Edmonton bookkeeping says that by understanding that software is not infallible, and by taking steps to review their financial statements, business owners are ensuring that their financial statements are accurate as often as possible. As Jim Collins, the author of 6 business books including bestseller good to great says, ìthoughtless reliance on technology is a liability.î One of the reasons why it is very important for entrepreneurs to have accurate financial statements is because as they make decisions in their business, first consulting their financial statements can help entrepreneurs make informed decisions that can benefit their business.

One of the ways that business owners can end up with inaccurate financial statements says Edmonton bookkeeping, is when they use accounting software, and do not double-check the accuracy of that software. Since different accounting software can have different default settings, business owners should not blindly trust that those software programs are always putting everything in the correct place. By reviewing their financial statements on a regular basis, business owners can catch software errors and ensure the overall accuracy of their statements.

To understand how accounting software can create errors for businesses, entrepreneurs should understand the difference between tax payable accounts and tax expense accounts, as this is a significant place where software makes errors. Edmonton bookkeeping says the payable account is where all of the various taxes that are paid are noted for. There will be 5 different tax payable accounts that business owners need to be aware of, and watch for errors. It is very easy for entry errors to be made here, because of the 5 separate payable accounts, and how easy it is to put the wrong entry in.

The tax expense account is the section in a financial statement that is where a business owners taxes that they owe are entered.

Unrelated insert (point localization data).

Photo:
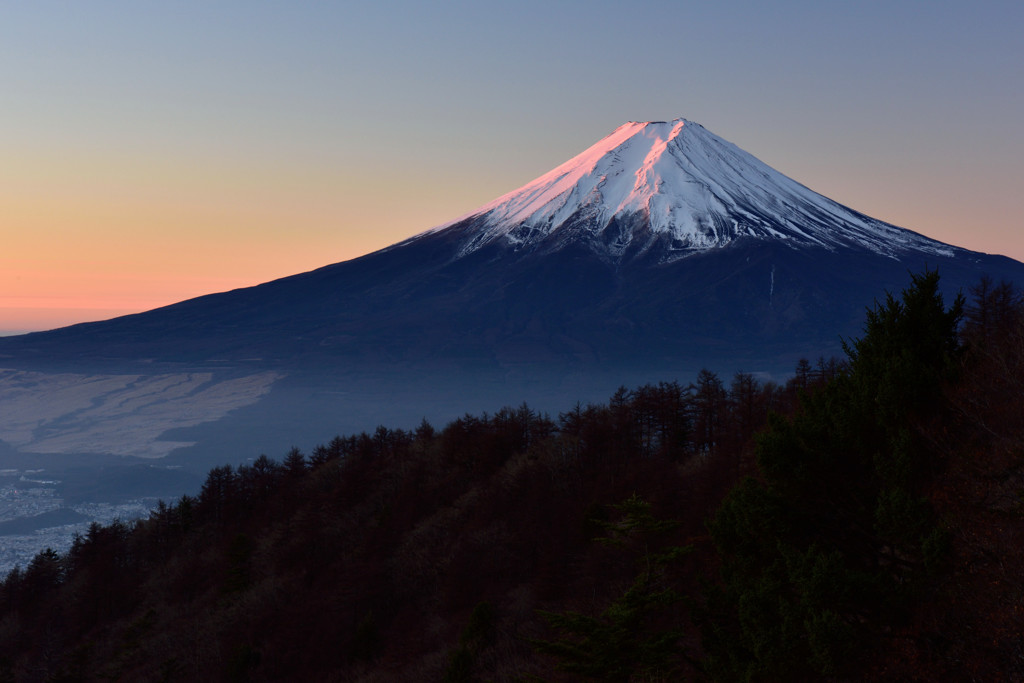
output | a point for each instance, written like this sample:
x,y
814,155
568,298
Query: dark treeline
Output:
x,y
859,522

The only entry that should ever be made into this account is by an accountant, at the business’s fiscal year-end when they calculate how much tax an entrepreneur owes. Checking this is very easy, if entrepreneurs see that there is ever any entries made into this account before their accountant, it is an error that needs to be fixed.

The various tax payable accounts should be fully understood in order to help entrepreneurs avoid making accounting software entry errors. Edmonton bookkeeping says that one of the biggest mistakes made is when are these owners attribute the GST tax that they pay to the federal tax accountant. While GST is a federal tax, they each have their own account and they should not coexist together. Another tax payable account that has entry errors is in the provincial tax payable account. The reason for that, is because Alberta is the only province where they pay provincial taxes separate from the federal taxes. Entrepreneurs that have owned businesses elsewhere in the country come to Alberta and often make this error.

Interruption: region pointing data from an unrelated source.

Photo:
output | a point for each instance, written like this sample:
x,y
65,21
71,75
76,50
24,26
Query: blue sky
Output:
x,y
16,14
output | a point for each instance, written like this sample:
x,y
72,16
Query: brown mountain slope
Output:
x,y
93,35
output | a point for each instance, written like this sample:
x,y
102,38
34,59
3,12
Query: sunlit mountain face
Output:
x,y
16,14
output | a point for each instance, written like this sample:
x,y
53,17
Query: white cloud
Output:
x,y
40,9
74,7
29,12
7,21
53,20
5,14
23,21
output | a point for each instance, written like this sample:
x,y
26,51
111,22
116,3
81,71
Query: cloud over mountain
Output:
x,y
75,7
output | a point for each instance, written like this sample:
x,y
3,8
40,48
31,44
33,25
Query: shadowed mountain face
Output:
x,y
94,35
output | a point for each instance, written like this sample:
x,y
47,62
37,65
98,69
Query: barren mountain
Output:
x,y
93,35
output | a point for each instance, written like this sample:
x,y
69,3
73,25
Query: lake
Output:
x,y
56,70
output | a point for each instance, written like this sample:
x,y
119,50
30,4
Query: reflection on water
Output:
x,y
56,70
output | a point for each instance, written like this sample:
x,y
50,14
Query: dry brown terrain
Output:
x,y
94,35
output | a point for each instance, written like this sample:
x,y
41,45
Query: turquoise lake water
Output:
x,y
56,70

Another way that business owners can review their tax accounts to guard prayers, is understanding how their tax payable accounts are going to look as they make their entries on a regular basis. Edmonton bookkeeping says that since business owners will not know the taxes that they owe until the end of the year, business owners are essentially prepaying their taxes by making entries into their payable tax accountant. By prepaying this liability, entrepreneurs should understand that the amounts that appear in their payable account will be a negative number. The more they pay the larger that negative number is and once the accountant calculates the amount of tax owed at year-end, they enter that balance in those payable account balances come to zero. By understanding this ahead of time, can help business owners understand that negative numbers and all of their tax payable accounts are not errors.